More and more these days, we’re finding ourselves heading further into a marketplace that is returning to, and putting more value back onto, relationships. Establishing, building and retaining relationships with today’s employees, channel partners and customers requires more time, effort, focus and long-term commitment. As this shift continues to grow, many organizations find themselves at a crossroads with an “engagement compass” on relationships that’s not pointing north; it’s pointing west, east and in some cases south.
With so much attention focused on cutting costs and gaining efficiencies, organizations are realizing diminishing returns from these approaches and are beginning to make a U-turn by mapping their strategies back to their No. 1 asset, their people. It’s people who take care of customers and business performance. And it’s a leadership team’s responsibility to take care of this valuable asset by recognizing, rewarding and incenting their people.
Another Chair at the Table
This is where we can start to recalibrate our engagement compass. If people are the key focus, then we need to turn our traditional thinking on its head. A lot of organizations are still making decisions on programs using gut instinct and past experience – and I think we can all agree that there’s a degree of pre- and post-program evaluation that’s necessary to hit certain benchmarks, understand what worked and what didn’t work, and make it better the next time.
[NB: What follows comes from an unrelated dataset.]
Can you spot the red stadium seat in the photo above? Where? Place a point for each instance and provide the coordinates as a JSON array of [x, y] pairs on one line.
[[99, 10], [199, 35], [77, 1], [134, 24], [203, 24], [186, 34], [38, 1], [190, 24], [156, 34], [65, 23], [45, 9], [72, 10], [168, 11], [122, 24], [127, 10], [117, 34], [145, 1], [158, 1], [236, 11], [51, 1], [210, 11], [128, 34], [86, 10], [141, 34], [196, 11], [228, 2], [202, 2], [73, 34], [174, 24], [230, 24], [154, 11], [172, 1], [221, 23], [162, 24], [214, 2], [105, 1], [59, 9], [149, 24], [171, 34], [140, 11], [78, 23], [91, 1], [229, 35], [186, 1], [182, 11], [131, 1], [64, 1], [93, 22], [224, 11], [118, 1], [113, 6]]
Over the last few years we’ve added chairs around the design and decision table. We have procurement, finance, marketing, sales, and planners – but there’s still one chair missing, and that’s the participants. We need to better understand and be able to distinguish, from the participants’ perspective, what is and what is not aligned to demand; such as program features and activities. For example, having these insights helps avoid situations where you identify 20 planned activities and cross your fingers and hope that you meet everybody’s needs, wants and preferences. Getting these insights from participant inputs – bringing the voice of the participant into play – gives us a much clearer perspective that can be used to help make more informed decisions that can cut those 20 activities down to, say, 10 before we start designing a program. This provides an opportunity to make targeted investments in those things that are more broadly meaningful and motivational at the individual level.
In other words, we’ve spent years asking participants what they thought, but we rarely, if ever, asked them what they think – before the fact; before the program was planned and designed.